You did it! You have identified the need for a new role in your business, created the job description, followed the hiring process and found the ideal candidate to take on this role. Your work is finished.
Where is it? Any new hiring requires personal attention to ensure that they settle into their new role, ideally through a formal process of integration, and new employees in a completely new role require even more consideration.
Ideally, your company should have in place an integration system that can be applied to all roles, with additional integration hardware and role-specific procedures, including your own. new role.
Think of integration as if you were giving birthday cakes to your employees. Each cake is virtually identical, just as the parts of the integration process will be the same from one employee to the other. Yet, the icing on each cake is personalized with the name of each employee, just as the other parts of the integration process will be customized according to the particularities of each employee's role.
Customizing the cake for employees entering new roles takes a little more thought. Here's how to do it.
Onboarding: Cooking the Cake for All Employees
Start with the cake itself: your business should have an integration strategy for all new employees. This does not only make employees more comfortable when they start their work, but makes them more likely to stay in your business. One study found that new employees who were suitably integrated were nearly 70% more likely to be with the organization three years later than those who were not integrated.
A full integration process also makes new employees 50% more productive than they are without an integration process, and 77% of new employees reach their first performance milestones are formally integrated.
Despite all these benefits, nearly a quarter of companies do not have an official integration program. Do not let your business be one of them. Create an integration process that:
- Begins as soon as employees accept the offer of employment. We were all overwhelmed on the first day of work. Sending an employee manual and notes of information before an employee starts in your company gives them time to absorb information according to their own schedule and to minimize the information overload the first day.
- He feels welcomed by the whole team. Introduce the new employee to the entire team, not just HR and their department. If you are a small team, you may be able to facilitate in-person presentations with each employee; you can also present them in a company newsletter or on a company intranet.
- Communicate the values and purpose of your business. How does their role fit into the five-year strategic plan? What are the values of the organization, its purpose and priorities? Each new employee must understand the answers to these questions.
- Informs them about the company culture. This is not just about five-year plans and mission statements. New employees should also be informed of the essential elements of the company's culture. If employees regularly take beer after work on Friday or everyone speaks at the office's social committee, be sure to talk to your new employees.
- makes it clear where they can go to get answers to their questions. Whatever the complexity of your integration process, new employees are likely to have questions. Should they turn to a contact in the human resources department? A friend in their team? Their manager? A business mentor?
With this process of integration in place, your cake is almost done. All you have to do is customize it for your new rental.
Customization for new positions
If you've ever used icing to write on a cake, you know it requires a firm and precise hand. Similarly, there is a need to think about the appropriate customization of the integration of new employees, and especially new employees for new positions.
Start by going back to why your company created this new position. New roles are usually created to solve problems, such as:
- Fill a lack of skills in your organization. If your company offers new services or accepts new types of projects, you may need to hire people with skills that your current staff do not have.
- Reduce constant overwork among current employees.
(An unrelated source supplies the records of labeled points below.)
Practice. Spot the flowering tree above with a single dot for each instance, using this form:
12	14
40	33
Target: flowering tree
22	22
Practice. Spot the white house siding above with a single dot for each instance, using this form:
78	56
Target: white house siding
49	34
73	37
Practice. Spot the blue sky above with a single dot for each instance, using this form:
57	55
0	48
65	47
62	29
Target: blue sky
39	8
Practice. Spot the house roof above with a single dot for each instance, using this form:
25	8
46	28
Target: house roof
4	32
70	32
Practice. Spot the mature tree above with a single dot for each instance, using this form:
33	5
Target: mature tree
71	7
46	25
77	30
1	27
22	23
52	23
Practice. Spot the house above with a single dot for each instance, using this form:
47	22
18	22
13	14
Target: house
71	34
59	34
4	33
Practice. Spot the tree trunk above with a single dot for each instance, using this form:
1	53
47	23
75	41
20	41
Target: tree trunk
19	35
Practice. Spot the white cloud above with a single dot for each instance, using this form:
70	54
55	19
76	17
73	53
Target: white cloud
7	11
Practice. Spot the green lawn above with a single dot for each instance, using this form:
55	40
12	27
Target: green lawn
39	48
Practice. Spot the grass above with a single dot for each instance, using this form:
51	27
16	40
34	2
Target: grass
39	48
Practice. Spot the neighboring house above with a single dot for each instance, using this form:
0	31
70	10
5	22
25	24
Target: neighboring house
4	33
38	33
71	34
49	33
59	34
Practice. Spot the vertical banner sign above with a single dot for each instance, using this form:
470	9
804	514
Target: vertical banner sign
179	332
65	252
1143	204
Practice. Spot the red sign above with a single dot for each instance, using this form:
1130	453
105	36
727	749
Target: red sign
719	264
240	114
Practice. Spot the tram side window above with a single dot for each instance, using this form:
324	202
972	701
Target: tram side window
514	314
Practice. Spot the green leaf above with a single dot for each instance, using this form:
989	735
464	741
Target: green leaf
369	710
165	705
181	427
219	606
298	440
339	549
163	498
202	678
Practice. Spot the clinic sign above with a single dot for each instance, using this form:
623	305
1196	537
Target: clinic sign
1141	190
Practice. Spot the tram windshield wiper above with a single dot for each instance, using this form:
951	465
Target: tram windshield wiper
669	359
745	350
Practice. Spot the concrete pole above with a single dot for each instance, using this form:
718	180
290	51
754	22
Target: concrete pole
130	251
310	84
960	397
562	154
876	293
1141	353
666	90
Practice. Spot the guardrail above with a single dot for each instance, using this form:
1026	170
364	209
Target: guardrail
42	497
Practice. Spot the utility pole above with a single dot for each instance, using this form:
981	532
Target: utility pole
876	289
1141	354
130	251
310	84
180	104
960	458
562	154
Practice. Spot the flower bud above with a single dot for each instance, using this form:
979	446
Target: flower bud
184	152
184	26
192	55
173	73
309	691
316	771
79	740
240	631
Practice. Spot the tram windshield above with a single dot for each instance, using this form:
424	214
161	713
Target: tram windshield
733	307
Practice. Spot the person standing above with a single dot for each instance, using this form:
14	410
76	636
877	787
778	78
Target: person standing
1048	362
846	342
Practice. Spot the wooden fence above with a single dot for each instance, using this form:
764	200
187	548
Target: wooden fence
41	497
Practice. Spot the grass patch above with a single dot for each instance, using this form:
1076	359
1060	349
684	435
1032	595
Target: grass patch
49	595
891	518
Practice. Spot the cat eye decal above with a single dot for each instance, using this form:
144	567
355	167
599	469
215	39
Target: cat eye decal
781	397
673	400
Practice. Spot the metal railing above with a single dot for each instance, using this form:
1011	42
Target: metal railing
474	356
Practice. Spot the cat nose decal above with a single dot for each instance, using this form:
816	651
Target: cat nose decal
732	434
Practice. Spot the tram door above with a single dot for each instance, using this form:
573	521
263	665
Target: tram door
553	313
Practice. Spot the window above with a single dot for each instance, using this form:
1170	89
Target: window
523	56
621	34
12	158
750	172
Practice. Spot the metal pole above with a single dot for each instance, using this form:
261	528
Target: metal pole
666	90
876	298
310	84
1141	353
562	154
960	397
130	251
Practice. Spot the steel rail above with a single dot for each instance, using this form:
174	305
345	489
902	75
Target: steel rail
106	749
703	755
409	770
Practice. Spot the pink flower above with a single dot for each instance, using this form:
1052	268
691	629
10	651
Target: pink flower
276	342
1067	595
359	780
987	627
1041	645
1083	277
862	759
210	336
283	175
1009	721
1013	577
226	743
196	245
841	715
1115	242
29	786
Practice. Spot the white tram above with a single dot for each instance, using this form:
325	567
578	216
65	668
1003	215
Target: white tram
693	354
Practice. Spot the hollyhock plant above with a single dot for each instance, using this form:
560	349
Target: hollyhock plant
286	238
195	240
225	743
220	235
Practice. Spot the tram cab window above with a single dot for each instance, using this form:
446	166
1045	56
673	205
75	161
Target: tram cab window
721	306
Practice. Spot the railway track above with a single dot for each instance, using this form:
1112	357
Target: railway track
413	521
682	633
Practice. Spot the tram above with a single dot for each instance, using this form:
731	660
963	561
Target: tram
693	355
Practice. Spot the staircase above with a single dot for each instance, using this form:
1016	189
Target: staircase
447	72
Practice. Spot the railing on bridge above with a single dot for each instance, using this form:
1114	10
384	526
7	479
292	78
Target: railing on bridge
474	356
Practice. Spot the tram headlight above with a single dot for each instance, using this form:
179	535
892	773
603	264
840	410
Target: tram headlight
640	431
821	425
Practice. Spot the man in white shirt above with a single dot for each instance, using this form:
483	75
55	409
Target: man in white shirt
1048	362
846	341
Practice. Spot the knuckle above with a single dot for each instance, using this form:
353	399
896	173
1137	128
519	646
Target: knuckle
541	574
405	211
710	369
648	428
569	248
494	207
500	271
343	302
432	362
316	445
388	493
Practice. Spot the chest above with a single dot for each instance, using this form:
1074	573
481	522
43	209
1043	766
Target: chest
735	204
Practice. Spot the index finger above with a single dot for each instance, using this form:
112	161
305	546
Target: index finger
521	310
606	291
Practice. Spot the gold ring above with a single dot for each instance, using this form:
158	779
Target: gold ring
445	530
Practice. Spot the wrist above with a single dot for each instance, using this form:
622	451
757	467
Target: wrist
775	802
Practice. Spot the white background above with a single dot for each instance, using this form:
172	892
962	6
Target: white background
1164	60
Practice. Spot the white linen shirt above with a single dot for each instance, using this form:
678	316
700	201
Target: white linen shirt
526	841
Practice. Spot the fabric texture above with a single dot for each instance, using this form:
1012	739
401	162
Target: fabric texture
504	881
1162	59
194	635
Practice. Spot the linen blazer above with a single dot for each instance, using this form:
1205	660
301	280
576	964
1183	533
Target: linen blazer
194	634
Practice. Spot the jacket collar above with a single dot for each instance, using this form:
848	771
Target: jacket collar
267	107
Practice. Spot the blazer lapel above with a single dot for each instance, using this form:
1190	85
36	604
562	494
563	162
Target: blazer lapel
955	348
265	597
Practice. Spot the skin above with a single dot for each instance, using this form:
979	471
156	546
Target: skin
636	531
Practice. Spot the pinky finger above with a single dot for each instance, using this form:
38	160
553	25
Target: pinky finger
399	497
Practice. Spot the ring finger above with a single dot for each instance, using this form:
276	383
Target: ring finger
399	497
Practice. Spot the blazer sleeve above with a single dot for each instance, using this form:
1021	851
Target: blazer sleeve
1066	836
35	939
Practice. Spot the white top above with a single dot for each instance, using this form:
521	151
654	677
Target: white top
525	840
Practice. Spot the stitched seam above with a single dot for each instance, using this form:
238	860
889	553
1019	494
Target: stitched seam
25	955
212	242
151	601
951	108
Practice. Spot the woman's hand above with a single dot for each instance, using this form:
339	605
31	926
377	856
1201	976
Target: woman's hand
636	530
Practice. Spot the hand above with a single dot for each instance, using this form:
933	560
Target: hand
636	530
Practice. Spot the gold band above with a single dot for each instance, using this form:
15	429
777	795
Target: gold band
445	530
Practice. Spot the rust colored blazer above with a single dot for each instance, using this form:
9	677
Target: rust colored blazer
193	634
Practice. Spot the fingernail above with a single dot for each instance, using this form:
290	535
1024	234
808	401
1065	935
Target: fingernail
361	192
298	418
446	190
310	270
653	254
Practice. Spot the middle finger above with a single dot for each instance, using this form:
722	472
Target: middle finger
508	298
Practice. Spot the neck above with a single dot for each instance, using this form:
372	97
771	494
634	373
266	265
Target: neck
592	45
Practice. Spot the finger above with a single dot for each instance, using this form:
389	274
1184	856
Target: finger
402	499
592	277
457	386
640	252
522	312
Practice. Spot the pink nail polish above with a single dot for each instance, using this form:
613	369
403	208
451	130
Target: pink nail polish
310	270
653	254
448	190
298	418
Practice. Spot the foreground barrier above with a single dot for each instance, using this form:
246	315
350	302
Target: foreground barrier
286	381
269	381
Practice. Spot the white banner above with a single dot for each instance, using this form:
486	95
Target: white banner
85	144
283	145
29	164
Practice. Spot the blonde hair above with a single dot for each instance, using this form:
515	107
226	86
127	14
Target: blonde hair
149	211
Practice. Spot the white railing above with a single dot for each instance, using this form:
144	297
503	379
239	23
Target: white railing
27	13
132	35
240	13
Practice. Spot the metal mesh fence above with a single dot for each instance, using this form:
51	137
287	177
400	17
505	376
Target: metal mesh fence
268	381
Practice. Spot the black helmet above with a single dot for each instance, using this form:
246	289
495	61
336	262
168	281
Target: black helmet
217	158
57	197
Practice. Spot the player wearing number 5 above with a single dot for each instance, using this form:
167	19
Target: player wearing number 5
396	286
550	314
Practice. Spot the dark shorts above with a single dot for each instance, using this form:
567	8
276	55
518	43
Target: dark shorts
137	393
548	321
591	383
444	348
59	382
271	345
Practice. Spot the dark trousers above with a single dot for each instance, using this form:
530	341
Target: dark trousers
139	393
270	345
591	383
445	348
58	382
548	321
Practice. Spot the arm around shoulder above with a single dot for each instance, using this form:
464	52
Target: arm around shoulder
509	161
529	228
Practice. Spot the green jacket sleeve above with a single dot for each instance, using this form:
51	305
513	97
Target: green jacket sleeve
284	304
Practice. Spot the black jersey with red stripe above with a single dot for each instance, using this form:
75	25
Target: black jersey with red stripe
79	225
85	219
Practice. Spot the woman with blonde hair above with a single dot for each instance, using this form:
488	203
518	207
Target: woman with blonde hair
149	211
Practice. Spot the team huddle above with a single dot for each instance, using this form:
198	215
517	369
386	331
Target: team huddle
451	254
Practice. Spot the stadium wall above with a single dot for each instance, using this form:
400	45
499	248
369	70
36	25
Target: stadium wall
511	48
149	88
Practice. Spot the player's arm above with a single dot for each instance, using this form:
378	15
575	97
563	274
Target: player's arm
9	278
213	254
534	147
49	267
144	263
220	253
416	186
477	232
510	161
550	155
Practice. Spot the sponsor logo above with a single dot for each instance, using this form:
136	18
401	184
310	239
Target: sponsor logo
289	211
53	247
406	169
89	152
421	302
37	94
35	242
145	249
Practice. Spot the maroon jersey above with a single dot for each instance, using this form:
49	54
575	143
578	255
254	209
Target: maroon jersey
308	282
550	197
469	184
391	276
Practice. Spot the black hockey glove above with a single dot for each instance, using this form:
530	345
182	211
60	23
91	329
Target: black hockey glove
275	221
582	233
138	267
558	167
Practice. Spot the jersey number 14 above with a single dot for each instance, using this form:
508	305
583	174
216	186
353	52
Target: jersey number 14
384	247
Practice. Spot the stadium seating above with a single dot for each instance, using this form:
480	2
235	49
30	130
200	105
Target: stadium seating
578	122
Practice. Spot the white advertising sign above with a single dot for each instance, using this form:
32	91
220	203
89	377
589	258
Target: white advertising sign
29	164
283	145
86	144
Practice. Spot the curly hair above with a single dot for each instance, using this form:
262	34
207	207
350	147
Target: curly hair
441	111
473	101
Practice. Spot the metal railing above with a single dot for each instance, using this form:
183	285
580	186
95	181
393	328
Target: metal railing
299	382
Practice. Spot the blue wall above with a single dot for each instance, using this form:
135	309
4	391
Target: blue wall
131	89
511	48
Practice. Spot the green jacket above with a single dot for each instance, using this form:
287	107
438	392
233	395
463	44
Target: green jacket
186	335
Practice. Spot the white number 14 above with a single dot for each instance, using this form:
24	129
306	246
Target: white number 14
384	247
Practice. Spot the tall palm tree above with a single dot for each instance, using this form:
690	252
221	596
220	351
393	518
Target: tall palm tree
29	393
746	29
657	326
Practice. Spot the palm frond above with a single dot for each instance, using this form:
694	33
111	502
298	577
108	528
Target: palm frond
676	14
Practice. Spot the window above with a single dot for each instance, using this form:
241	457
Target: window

If your current employees are constantly overworked, it makes sense to add more manpower to lighten their workload.
- Take your business in a new strategic direction. Sometimes things change within a company, forcing new staff to take on new positions to correct their mistakes.
Your reason for creating a new position should influence the process of integration. Joining a company to take some of the workload of your colleagues is a very different context than joining in to clean up a huge public relations mess.
New employees need to understand how their role fits in with the overall situation, and new employees for a new position need to understand why their role has been created. Make sure this is part of their integration process and provide them with appropriate materials and resources to help them solve the problem for which they were recruited.
While human resources should direct the basic elements of the integration of a new employee, the manager of the new employee must be closely involved in the process of integration. As a human resource manager, be sure to describe to hiring managers when they need to take over the integration process, and which parts of the process you will be managing. Doing this will keep all parties on track and your new employee will not miss vital information or hear repeated information.
Do not stop there. As the first to be integrated into their new position, the new employee will have valuable feedback to improve the process of integration for the next time you hire for their position.
Six months to one year after the start of your new employee, evaluate your integration. Go to their direct manager to find out how the new recruitment was prepared (or not) by the process of integrating their role. And ask the new recruit:
- Is the work you are doing today part of the role that was explained to you during the recruitment and integration process?
- Were materials provided for orientation clear and easy to understand?
- What important information was missing from your integration process?